All but Ingleton and Barbon stations were distant from their towns, collieries at Ingleton closed in 1925 and 1935, as did 2 limestone quarries, Barbon creamery switched its traffic to road. Middleton on Lune station closed in 1931 After rail nationalisation in 1948, it was becoming uneconomical to operate both the Ingleton Line and the parallel Settle–Carlisle Line. Although the Ingleton line was much shorter and would have been cheaper to maintain, it was decided that the loss of the Settle line would have much greater impact on rural communities, and so on 30 January 1954 the Ingleton line closed to regular passenger traffic. The line was still occasionally used for weekend excursions and to transport pupils to and from local boarding schools.
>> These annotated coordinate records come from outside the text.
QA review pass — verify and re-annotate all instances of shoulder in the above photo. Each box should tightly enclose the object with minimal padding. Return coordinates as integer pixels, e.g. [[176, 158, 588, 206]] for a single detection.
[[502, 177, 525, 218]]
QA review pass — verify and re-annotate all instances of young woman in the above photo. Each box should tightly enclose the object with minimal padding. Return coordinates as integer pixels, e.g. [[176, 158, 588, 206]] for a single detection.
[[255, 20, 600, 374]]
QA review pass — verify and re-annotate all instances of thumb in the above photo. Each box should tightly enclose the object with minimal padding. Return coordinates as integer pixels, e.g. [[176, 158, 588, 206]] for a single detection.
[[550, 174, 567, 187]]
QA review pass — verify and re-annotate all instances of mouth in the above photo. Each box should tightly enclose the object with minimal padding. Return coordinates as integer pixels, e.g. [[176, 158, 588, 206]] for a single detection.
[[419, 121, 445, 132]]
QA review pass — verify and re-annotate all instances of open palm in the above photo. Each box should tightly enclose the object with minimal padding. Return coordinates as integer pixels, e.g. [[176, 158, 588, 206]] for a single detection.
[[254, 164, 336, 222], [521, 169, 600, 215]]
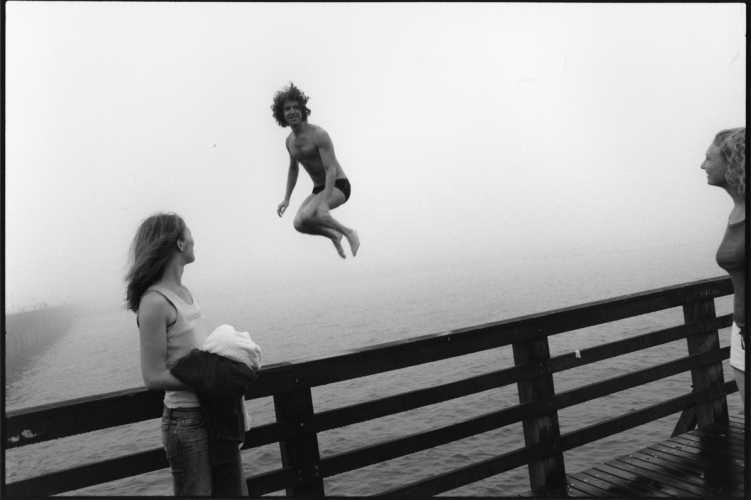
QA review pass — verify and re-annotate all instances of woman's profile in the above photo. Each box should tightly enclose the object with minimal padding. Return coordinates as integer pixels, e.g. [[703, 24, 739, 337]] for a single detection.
[[701, 127, 746, 406], [125, 213, 248, 496]]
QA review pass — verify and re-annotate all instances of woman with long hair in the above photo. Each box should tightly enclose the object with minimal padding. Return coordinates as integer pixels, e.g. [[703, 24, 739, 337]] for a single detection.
[[701, 127, 746, 406], [125, 213, 248, 496]]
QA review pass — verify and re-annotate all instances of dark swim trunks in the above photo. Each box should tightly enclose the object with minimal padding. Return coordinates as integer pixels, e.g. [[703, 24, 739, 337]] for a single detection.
[[313, 177, 352, 203]]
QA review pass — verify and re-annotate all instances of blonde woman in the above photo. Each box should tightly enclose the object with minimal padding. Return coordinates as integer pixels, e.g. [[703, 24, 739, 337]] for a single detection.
[[701, 127, 747, 406], [125, 213, 248, 497]]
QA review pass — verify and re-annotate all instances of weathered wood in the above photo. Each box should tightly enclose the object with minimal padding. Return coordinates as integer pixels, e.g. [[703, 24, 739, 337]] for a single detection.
[[5, 314, 732, 448], [513, 337, 566, 489], [594, 462, 698, 497], [649, 442, 746, 472], [378, 387, 723, 496], [581, 469, 670, 498], [4, 389, 164, 449], [274, 388, 325, 497], [683, 299, 728, 427], [566, 474, 630, 498], [245, 366, 540, 448], [4, 448, 169, 497], [3, 277, 743, 496], [248, 277, 732, 399], [5, 340, 735, 495], [608, 456, 732, 496], [672, 400, 697, 436], [629, 452, 741, 496]]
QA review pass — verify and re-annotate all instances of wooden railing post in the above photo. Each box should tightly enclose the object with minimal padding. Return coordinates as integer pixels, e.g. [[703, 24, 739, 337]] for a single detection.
[[679, 299, 729, 427], [513, 337, 566, 490], [274, 388, 326, 497]]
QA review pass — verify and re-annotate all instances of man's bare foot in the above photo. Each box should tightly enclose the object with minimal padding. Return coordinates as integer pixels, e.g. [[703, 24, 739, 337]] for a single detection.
[[347, 229, 360, 257], [331, 233, 347, 259]]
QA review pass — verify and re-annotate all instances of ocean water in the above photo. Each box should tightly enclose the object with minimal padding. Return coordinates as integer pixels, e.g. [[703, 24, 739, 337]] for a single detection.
[[5, 246, 741, 496]]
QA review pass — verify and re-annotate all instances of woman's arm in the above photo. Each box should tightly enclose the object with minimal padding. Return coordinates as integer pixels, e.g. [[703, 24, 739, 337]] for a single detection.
[[138, 293, 190, 391]]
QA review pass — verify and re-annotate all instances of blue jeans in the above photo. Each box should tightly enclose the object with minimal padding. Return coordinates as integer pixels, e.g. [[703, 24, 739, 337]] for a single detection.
[[162, 407, 248, 497]]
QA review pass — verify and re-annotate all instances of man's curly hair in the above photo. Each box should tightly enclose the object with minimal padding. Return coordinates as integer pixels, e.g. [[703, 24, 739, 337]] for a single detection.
[[271, 82, 310, 127], [714, 127, 746, 195]]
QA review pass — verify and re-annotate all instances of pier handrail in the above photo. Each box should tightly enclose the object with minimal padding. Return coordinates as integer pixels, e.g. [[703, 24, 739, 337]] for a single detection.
[[3, 277, 737, 496]]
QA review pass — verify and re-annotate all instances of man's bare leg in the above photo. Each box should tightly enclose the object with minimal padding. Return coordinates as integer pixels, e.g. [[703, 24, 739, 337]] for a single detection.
[[300, 188, 360, 257], [294, 195, 347, 259]]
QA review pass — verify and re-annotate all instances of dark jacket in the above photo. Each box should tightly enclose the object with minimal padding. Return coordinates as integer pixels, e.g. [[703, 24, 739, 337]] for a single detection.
[[170, 349, 257, 465]]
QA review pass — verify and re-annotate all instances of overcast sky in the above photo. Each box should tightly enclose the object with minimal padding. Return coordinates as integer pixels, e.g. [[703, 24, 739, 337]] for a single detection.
[[4, 2, 746, 308]]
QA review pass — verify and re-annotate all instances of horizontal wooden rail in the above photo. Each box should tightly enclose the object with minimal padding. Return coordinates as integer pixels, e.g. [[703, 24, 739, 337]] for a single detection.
[[4, 277, 734, 496], [5, 314, 732, 449], [7, 341, 730, 496], [374, 381, 737, 496], [248, 347, 730, 496], [5, 278, 732, 448]]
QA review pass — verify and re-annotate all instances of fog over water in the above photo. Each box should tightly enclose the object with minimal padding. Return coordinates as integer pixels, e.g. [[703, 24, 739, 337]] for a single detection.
[[4, 2, 746, 310]]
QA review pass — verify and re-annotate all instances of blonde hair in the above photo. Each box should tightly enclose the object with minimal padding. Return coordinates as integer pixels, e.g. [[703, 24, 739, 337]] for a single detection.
[[714, 127, 746, 195], [125, 212, 185, 312]]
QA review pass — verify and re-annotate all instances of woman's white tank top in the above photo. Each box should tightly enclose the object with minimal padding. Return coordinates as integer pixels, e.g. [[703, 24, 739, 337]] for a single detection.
[[147, 285, 207, 408]]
Goods traffic continued until 1 October 1964, although a goods service between Clapham and Ingleton continued for another five months after that. The line was maintained as a possible relief route until April 1967 when the tracks were lifted.

==Preservation==
A section of the trackbed south of Kirkby Lonsdale was used by the re-aligned A65 road between Cowan Bridge and Ingleton. Several of the old stations have been adapted as private residences (e.g. , and Sedbergh). Both stations at Ingleton have been demolished – the former LNWR depot is now a commercial unit while the ex-MR site is a car park and community/tourist information centre. The three major viaducts at Ingleton, Sedbergh and Lowgill are now Grade II listed buildings as is the iron girder arched truss bridge over the River Rawthey near Sedbergh (which now carries a gas supply pipe).